Im Grunde geschieht dies ein paar Jahrzehnte zu spät. Denn im Fundament unter Bismarcks Statue geht schon seit dem letzten Weltkrieg ein geschichtsträchtiger Raum kaputt, von dem die meisten Hamburger gar nichts wissen. Ein Raum, wie eine Metapher dafür, wie schwer die Last des Nationalismus wiegt:
Die Bismarck-Statue hatte es, statisch betrachtet, immer schwer, weil viele Großes mit ihr vorhatten: Schon der Bildhauer Hugo Lederer baute das Denkmal 1906 zwei Meter höher als erlaubt, wodurch es von Anfang an wacklig war. Noch instabiler wurde es dann im Nationalsozialismus. Im Zweiten Weltkrieg schlug eine Bombe neben Bismarck auf der Plattform ein. Die Nazis hatten 1939 in den Hohlraum unter der Statue einen Luftschutzbunker gebaut. Sie zogen Wände ein, verteilten zusätzlichen Beton an den Decken – und machten das Bauwerk so 2.200 Tonnen schwerer. Es wirken fortan Kräfte ein, die anfangs nicht vorgesehen waren.

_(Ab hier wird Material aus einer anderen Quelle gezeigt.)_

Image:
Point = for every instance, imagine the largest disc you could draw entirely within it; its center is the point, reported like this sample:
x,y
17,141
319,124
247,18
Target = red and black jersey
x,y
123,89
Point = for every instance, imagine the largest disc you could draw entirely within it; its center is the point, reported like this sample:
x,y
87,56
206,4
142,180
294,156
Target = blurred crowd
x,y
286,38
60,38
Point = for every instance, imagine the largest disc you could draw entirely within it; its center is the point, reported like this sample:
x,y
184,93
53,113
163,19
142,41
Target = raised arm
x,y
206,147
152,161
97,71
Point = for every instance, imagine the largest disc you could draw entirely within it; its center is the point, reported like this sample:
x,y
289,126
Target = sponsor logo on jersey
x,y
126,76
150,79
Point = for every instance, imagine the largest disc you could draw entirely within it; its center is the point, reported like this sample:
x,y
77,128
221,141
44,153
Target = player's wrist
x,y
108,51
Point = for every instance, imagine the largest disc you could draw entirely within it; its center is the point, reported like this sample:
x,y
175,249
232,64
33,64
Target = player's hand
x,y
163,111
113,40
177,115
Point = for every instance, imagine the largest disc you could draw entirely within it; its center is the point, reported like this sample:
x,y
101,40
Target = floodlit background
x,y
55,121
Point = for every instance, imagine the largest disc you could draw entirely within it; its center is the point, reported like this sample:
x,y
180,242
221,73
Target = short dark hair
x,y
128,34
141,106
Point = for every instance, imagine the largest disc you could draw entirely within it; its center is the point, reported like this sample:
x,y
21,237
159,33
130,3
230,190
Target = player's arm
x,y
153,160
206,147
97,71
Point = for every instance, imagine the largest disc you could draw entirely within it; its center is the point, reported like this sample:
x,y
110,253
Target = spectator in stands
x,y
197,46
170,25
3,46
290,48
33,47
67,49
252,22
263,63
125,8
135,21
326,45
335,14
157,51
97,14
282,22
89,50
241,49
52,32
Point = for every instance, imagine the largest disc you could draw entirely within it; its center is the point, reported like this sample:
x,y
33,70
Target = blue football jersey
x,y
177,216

Diese Kräfte haben dazu geführt, dass man hier heute einen Helm tragen muss, wo während des Zweiten Weltkrieges Anwohner Schutz suchten. Denn sonst könnten einem wie in einer Tropfsteinhöhle Stalaktiten auf den Kopf fallen. Über Jahre hinweg sickerte Feuchtigkeit in das Gebäude ein. In der Mitte befindet sich ein schmaler kegelförmiger Hohlraum, an dessen Decke über einem großen Reichsadler ein Hakenkreuz prangt, gelb auf blauem Grund. Jede der acht Kammern, die von hier abgehen, ist gestaltet wie ein martialischer Themenraum.
Bis heute ist nicht geklärt, zu welchem Zwecke die aufwändigen Wandmalereien in den Kammern erstellt wurden. Symbole wie ein Sonnenrad, das später zum Nazisymbol, dem Hakenkreuz wurde, Eichenkränze und ein Schwert sind an die Wände gemalt. Dies geschah jedoch nicht, um die Schutzsuchenden zu indoktrinieren, meint der Kunsthistoriker Jörg Schilling. Er vermutet, dass eine religiös-nationale "Pseudo-Gruft" zur Huldigung Bismarcks im NS-System entstehen sollte.
Nach dem Krieg wollte man Bismarck verstecken
Die Niederlage der Deutschen im Krieg verhinderte dies. Doch das Innenleben der Statue zeugt davon, dass ein Krieg über seine Zeit hinaus wirkt. Auch wenn die Bomben Bismarck nicht direkt trafen, zersetzen ihn die Taten der Nazis bis heute.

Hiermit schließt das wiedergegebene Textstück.